Orbital characteristics
- Semi-major axis: 320
- Orbital period (sidereal): 6037.4
- Star: GSC 06214-00210

Physical characteristics
- Mean radius: 1.8
- Mass: 16
- Temperature: 2200

= GSC 06214-00210 b =

Gas giant exoplanet

GSC 06214-00210 b is a gas giant exoplanet orbiting the K-type star GSC 06214-00210 which is located approximately 356 light-years from Earth in the constellation Scorpius.

== Discovery ==
GSC 06214-00210 b, along with 1RXS J160929.1−210524 b, was first reported in 2010 as part of an adaptive optics imaging survey targeting wide companions (~50–500 AU) to solar-type stars in the Upper Scorpius association. The discovery paper, published in 2011, identified it as a ~14 Jupiter-mass companion and confirmed its comoving status with the host star. Follow-up spectroscopy observations in the same year refined its properties and also the spectral type of L0±1, with multiple signs of youth.

== Characteristics ==
Near-infrared spectroscopy revealed exceptionally strong Paschen β emission (equivalent width −11.4 ± 0.3 Å), indicating the presence of a circumplanetary accretion disk.

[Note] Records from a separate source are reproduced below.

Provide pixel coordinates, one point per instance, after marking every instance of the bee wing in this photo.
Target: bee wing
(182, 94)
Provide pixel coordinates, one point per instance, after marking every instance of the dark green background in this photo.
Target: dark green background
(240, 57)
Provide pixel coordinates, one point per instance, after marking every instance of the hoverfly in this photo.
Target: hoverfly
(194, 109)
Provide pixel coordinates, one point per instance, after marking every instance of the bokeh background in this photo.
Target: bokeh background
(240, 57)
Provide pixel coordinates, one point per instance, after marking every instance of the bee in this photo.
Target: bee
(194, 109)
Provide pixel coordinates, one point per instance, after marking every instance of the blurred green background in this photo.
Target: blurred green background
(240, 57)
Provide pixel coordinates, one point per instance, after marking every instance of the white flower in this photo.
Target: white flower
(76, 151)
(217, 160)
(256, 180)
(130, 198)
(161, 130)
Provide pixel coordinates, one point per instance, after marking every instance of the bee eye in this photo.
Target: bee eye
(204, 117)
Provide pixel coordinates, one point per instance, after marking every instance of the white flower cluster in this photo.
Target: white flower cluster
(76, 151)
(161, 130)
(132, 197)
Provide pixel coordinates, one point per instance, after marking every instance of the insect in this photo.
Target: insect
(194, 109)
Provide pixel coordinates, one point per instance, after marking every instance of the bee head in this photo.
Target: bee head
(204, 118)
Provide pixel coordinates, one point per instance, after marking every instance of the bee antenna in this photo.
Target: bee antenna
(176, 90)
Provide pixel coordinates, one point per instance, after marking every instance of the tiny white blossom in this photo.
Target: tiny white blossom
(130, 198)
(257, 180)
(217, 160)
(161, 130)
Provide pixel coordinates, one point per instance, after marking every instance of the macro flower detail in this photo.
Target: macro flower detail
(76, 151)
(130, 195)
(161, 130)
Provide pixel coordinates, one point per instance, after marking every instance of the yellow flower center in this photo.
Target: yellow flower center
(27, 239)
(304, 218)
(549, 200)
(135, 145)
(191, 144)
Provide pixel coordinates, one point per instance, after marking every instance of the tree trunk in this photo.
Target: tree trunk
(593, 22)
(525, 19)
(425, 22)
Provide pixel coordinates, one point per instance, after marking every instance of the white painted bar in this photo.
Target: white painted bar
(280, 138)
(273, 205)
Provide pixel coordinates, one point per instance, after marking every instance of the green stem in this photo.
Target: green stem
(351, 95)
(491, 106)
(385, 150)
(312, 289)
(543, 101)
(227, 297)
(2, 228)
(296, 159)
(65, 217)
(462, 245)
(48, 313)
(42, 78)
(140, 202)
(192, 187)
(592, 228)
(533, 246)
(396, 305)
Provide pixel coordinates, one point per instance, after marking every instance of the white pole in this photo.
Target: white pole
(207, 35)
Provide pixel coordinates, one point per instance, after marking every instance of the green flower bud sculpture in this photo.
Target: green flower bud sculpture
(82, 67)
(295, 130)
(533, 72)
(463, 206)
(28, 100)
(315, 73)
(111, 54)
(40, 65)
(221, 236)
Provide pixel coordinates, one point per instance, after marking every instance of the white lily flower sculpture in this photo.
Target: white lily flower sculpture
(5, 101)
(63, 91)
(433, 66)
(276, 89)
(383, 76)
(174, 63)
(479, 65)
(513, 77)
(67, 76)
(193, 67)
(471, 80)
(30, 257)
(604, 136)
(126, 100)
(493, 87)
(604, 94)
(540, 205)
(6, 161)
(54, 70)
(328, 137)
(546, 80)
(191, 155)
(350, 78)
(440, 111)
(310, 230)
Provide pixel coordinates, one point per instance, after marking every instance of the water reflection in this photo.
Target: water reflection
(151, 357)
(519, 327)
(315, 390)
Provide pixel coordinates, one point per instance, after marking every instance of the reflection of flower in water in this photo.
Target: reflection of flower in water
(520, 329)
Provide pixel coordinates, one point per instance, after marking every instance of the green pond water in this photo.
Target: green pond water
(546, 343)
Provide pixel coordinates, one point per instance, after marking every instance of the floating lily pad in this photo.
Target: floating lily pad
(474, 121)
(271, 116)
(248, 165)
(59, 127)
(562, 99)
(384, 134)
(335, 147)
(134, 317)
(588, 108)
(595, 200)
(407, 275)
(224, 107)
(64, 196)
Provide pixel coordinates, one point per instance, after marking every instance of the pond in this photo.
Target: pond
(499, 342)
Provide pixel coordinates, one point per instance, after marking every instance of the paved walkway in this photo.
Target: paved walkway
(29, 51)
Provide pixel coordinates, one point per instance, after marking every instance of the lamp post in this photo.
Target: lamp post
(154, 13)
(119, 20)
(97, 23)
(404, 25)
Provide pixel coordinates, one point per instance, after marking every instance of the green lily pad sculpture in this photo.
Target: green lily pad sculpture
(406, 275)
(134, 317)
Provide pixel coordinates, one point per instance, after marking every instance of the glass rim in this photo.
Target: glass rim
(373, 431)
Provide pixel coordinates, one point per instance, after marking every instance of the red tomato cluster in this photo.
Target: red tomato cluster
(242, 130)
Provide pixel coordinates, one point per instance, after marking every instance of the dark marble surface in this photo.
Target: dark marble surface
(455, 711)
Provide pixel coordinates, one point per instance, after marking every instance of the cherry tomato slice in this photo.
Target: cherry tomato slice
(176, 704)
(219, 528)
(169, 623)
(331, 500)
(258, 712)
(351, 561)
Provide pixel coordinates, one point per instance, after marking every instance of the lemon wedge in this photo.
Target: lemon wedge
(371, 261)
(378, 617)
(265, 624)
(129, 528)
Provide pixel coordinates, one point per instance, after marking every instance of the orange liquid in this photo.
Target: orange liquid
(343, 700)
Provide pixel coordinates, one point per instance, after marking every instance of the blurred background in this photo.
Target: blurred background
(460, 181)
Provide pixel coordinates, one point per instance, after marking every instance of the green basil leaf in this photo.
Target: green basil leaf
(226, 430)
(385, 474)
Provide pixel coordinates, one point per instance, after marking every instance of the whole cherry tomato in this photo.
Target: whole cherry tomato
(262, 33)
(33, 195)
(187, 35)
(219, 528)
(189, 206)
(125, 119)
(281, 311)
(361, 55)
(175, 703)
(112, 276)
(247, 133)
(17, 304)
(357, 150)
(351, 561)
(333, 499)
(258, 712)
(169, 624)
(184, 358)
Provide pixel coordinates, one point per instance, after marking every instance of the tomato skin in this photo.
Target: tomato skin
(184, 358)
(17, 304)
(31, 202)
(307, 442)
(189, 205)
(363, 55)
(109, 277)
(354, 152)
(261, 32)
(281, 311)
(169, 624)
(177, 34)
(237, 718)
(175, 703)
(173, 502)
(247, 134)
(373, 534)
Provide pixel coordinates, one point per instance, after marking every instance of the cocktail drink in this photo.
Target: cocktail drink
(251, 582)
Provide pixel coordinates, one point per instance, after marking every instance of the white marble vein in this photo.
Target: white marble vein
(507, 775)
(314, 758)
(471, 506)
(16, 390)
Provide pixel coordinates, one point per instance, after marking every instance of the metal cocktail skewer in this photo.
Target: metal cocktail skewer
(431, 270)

Subsequent studies have documented variability in the H I Paschen β emission line on timescales from minutes to decades, with moderate flux changes (<50%) on short scales and larger variations (up to ~1000%) over years, resembling classical T Tauri stars. There are line profiles for GSC 06214-00210 b and GQ Lupi b, and for GSC 06214-00210 b, they are consistent with both magnetospheric accretion and shock models, though shock models are favored in the brightest epochs.